All’inizio dell’anno pastorale, fissato convenzionalmente per l’8 settembre, l’Arcivescovo traccia le linee fondamentali dell’azione delle comunità cristiane della diocesi.
Quest’anno il testo – pubblicato già all’inizio dell’estate – riprende le tre parole non italiane che utilizziamo spesso nella liturgia. Infatti noi professiamo la fede nel Signore risorto e lo invochiamo Kyrie. Gioiamo della sua vittoria sulla morte e sciogliamo il canto gioioso dell’Alleluia. E la nostra fede si fa vissuto quotidiano nell’adesione dell’Amen: crediamo in Gesù vivo e le nostre scelte si ispirano a Lui, al suo stile di vita e alla sua Parola.
L’Arcivescovo però indica come realizzazione piena di questo programma la riscoperta della
preghiera. Infatti il sottotitolo della sua proposta afferma: Pregare per vivere, nella Chiesa come
discepoli di Gesù. Si può perciò parafrasare un noto proverbio, senza paura di apparire irriverenti: non si vive per pregare, ma si prega per vivere.
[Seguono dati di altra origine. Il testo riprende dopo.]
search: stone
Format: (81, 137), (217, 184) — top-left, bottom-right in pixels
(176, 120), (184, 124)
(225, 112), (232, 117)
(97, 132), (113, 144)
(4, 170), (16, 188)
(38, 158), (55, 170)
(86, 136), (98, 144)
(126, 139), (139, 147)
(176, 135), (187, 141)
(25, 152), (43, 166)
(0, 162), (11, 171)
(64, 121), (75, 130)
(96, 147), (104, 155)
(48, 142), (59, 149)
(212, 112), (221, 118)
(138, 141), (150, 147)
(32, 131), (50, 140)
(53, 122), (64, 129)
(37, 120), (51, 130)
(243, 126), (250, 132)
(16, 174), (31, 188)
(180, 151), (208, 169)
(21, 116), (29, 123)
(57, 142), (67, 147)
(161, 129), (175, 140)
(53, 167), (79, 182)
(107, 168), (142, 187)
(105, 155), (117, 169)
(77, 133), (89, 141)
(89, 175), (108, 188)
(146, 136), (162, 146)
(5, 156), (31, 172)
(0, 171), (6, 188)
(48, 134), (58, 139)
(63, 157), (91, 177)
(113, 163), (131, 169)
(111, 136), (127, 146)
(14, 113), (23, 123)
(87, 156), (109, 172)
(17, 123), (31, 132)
Ricordando così che non c’è vita vera se non si apre all’incontro con Dio; alla considerazione con
Colui che è stato definito Totalmente Altro, ma che in Gesù è divenuto fratello, amico, compagno del cammino.
C’è ancora molta gente che prega, che sa pregare, disposta a imparare a pregare. Altri purtroppo non hanno ricevuto questa educazione e, pur ricchi di sensibilità umana, non hanno questa apertura. Che la Chiesa insista a far pregare non è un atto dovuto, ma un’opera di promozione umana. Come diceva san Giovanni Crisostomo: “Chi prega ha le mani sul timone della storia”.